All turned as shouts rose outside the great hall. Whit rushed through the doors followed by six guards. He carried an object wrapped in cloth. Green glinted amongst the folds.

He called to Alfred, “I found it in Prince Phillip’s room.”

“No,” Prince Phillip cried, rushing forward.

“Give it to me,” Melinda shouted, and Phillip dropped back.

Whit looked at Alfred. Melinda looked at Alfred. He stared across the room at the wrapped emerald; he stared at Melinda, the greatest prize he could ever have won.

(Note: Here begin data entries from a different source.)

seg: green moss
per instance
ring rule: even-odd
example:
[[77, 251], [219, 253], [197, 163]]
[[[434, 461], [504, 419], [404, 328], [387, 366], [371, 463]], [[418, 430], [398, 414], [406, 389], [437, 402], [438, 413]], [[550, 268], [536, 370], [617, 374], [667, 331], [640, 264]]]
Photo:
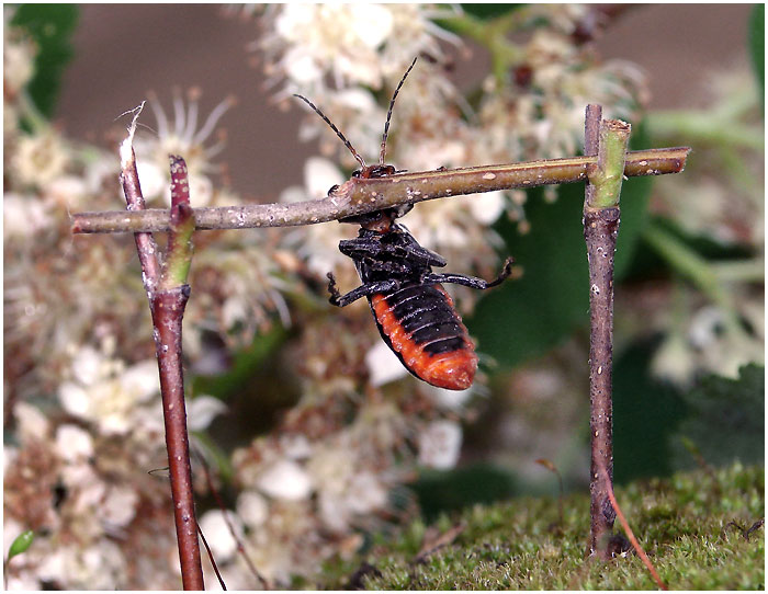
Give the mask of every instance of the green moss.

He said, “Give it to her, Whit.”

So Whit gave it to her, and she held her choice in her hand.

“Which prince do you choose?” said the ambassador from Alfred’s country. He was forthrightly curious, not at all reproachful.

She considered, and she felt, of a sudden, that the emerald was only the brief, illusionary image of choice, that she had never been bound by her tasks any more than Phillip and Alfred had been bound to achieve them, that yes and no lay at her disposal, of a surety.

Which will you choose?

And she weighed the question in her mind as night closed in on the great hall and servants came in to light the lamps.